Metadata-Version: 2.4
Name: feature-transform
Version: 1.0.1
Summary: Build Scikit ColumnTransformers by specifying configs.
License-File: LICENSE
Requires-Python: >=3.10
Requires-Dist: pandas>=2.0.0
Requires-Dist: polars>=1.0.0
Requires-Dist: pydantic>=2.10.4
Requires-Dist: pyyaml>=6.0.2
Requires-Dist: scikit-learn>=1.2.0
Description-Content-Type: text/markdown

# Feature Transform

![Test](https://github.com/github/docs/actions/workflows/test.yml/badge.svg)

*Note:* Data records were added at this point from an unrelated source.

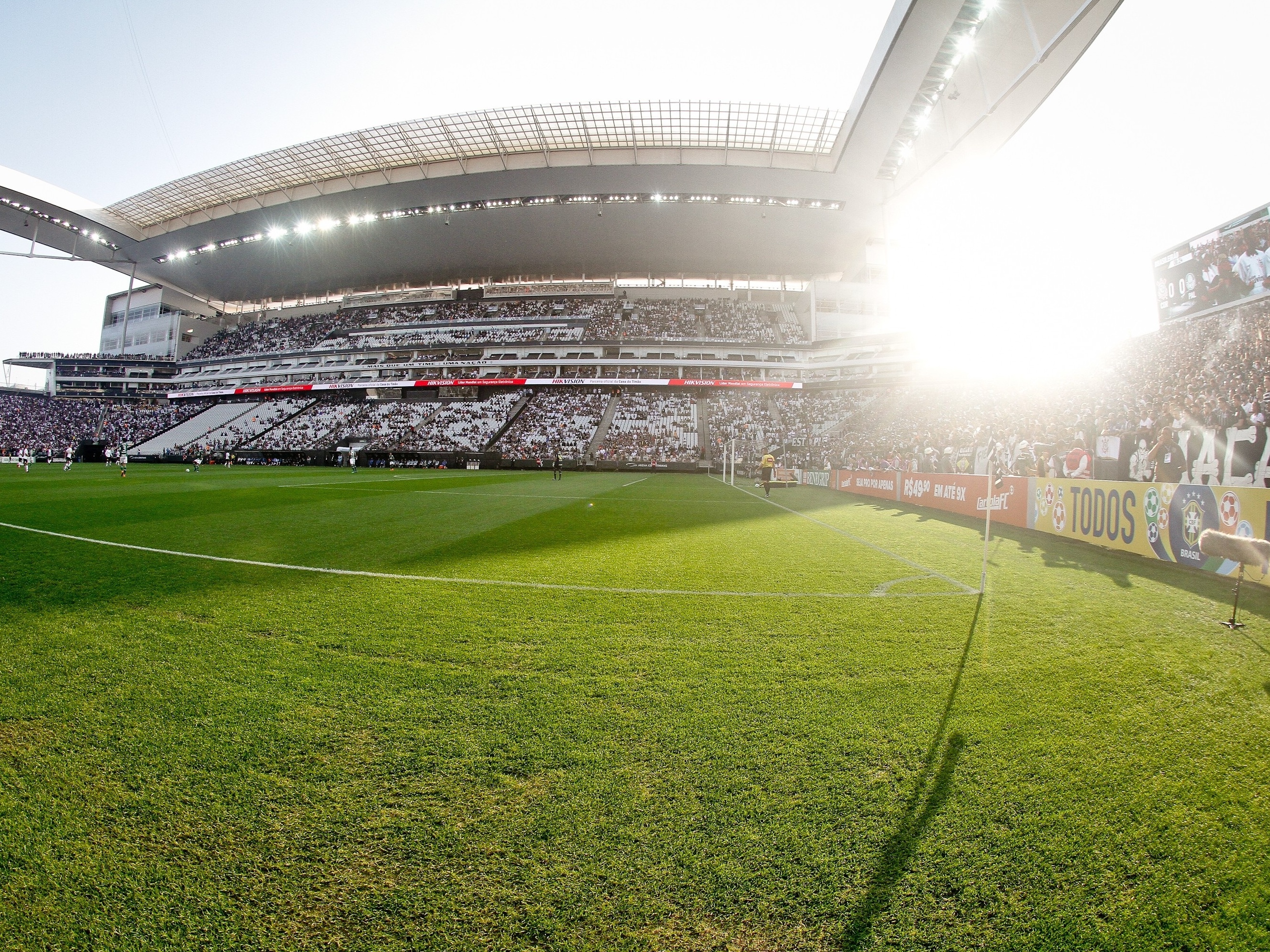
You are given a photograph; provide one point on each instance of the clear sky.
(1044, 253)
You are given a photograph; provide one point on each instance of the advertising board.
(968, 495)
(1155, 520)
(868, 483)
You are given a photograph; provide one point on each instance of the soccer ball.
(1230, 510)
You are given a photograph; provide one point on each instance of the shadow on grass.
(930, 792)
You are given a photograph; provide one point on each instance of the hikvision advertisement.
(1217, 268)
(968, 495)
(1156, 520)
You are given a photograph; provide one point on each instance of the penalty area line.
(495, 583)
(966, 589)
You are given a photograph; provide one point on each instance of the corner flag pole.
(987, 533)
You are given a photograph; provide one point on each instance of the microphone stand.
(1232, 625)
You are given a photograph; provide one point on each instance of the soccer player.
(766, 468)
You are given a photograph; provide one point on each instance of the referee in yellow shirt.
(765, 469)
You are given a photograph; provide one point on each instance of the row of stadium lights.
(96, 238)
(957, 46)
(322, 225)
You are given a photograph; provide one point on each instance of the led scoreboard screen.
(1221, 267)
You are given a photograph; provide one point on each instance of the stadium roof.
(700, 188)
(520, 137)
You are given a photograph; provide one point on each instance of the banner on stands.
(491, 382)
(1155, 520)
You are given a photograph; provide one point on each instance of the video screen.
(1218, 268)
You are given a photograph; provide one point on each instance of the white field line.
(374, 479)
(966, 589)
(597, 497)
(497, 583)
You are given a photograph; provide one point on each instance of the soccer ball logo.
(1151, 504)
(1229, 512)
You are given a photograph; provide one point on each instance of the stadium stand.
(743, 417)
(315, 428)
(558, 420)
(272, 337)
(638, 319)
(652, 428)
(1209, 372)
(464, 426)
(40, 423)
(209, 418)
(738, 321)
(254, 420)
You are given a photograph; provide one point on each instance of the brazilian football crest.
(1192, 511)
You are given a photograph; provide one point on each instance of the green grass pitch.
(709, 723)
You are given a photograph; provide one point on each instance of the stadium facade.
(650, 244)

Build [Scikit ColumnTransformers](https://scikit-learn.org/stable/modules/generated/sklearn.compose.ColumnTransformer.html) by specifying configs.

> See also [TorchArc](https://github.com/kengz/torcharc) to build PyTorch models by specifying architectures.

## Installation

```bash
pip install feature_transform
```

## Usage

1. specify column transformers in a YAML spec file, e.g. at `spec_filepath = "./example/spec/basic.yaml"`
2. `import feature_transform as ft`.
   1. (optional) if you have custom sklearn estimator/preprocessor, e.g. `Dummy`, register it with `ft.register_class(Dummy)`
3. build with: `col_tfm = ft.build(spec_filepath)`

The returned object is a sklearn `ColumnTransformer` ready for normal use.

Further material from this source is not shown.